Chapter 1
The Knight Who Turns to Stone
Elina had been a mage for three years and she still was not very good at it, which was a problem, because the man in front of her was about to turn to stone and he expected her to fix it.
"You are a mage," he said. He said it like an accusation. "The village said there was a mage here. Are you the mage or not?"
"I am a mage," Elina said. She did not add *sort of* or *still in training* or *please do not put your hopes on me*, even though all of those things were true, because the man looked tired and angry and like he had been disappointed by a lot of people already, and Elina did not want to be one more.
The man was a knight. You could tell because he had a sword, and armour, although the armour was dented and dusty and one of the straps was held together with rope. He was tall and he had a scar on his jaw and he looked to be about thirty. He also looked, Elina thought, like someone who had not slept properly in a long time, and she was about to find out why.
"My name is Sir Aldric," he said. "Two years ago I fought in the battle at Grey Hollow. There was an enemy sorcerer there. Before our soldiers cut him down, he put a curse on me." Aldric's jaw went tight. "Every night, when the sun goes down, I turn to stone. I cannot move, I cannot speak, I cannot do anything. I am a statue from sunset to sunrise. And then when the sun comes up I am flesh again." He looked at the window, where the light was already getting low and orange. "It happens soon. You will see it for yourself. I am not asking you to believe me. I am asking you to fix it."
Elina did not know what to say. In three years of being a mage, sort of, she had cured a sick cow, found a lost ring, made it rain a little bit once by accident, and lit a great many candles. Nobody had ever come to her with a curse. Curses were the kind of thing you read about. They were the kind of thing real mages dealt with, the ones who had finished their training and got the proper robes.

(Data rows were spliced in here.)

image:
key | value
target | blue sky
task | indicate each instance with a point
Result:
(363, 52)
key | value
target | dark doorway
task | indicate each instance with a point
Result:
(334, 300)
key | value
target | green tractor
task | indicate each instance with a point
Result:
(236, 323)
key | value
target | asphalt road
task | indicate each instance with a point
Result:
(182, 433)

"I should tell you," she said, because lying to him felt worse than disappointing him, "that I have never broken a curse before. I have never even seen one. I do not want you to think I am something I am not."
She waited for him to be angry. She thought he would shout, or leave, or call her useless, which is what the merchant in the next village had called her.
But Sir Aldric just looked at her for a moment. And then, surprisingly, the angry line of his shoulders went down a little bit.
"That," he said, "is the first honest thing anyone has said to me in two years. Every other mage I have found told me they could fix it. They all wanted my money first. Then they tried something, and it did not work, and they ran away before I turned to stone so I could not ask for the money back." He shook his head. "You are the first one who told me the truth before taking anything. So. You have never broken a curse. Fine. But you are a mage, and you are honest, and right now that is more than I have had in two years of looking."
Elina felt something warm and a little bit scary happen in her chest. It was the feeling of being trusted. She was not used to it and she did not entirely know what to do with it.
And then the sun went down.
It was fast. One moment Sir Aldric was standing there, a tired angry honest man with rope holding his armour together, and the next there was a grey grinding sound, like a millstone, and Elina watched the colour drain out of him from his boots upward. His skin went grey. His eyes went grey, still open, still looking at her, and then they stopped looking at anything. The rope on his armour went hard. In the space of about ten seconds, Sir Aldric the knight was Sir Aldric the statue, standing in the middle of Elina's small cottage, one hand half-raised as if he had been about to say something else.
Elina stood very still in the quiet.
She walked all the way around him once. She touched his stone arm, carefully. It was cold, and solid, and absolutely real, and the curse was absolutely real, and a real cursed knight was absolutely standing in her cottage expecting a mage who could barely make it rain to save him.
"Okay," Elina said out loud, to the statue, because the statue could not judge her for talking to herself. "Okay. I do not know how to do this. But you were honest with me, so I am going to be honest with you, even though you cannot hear me right now."
She pulled a chair over and sat down in front of the stone knight, in the dark, and she made him a promise that she was not at all sure she could keep.
"I am going to learn," Elina told him. "Whatever it takes. Wherever we have to go. I am going to learn how to break this, and I am going to break it. I have never been important to anybody before, Sir Aldric. You are the first person who ever needed me. I am not going to run away before sunrise."
The statue did not answer. Outside, the first stars were coming out, and somewhere a long way off was the answer to a curse, and Elina sat with a stone knight all night and started, quietly, to plan.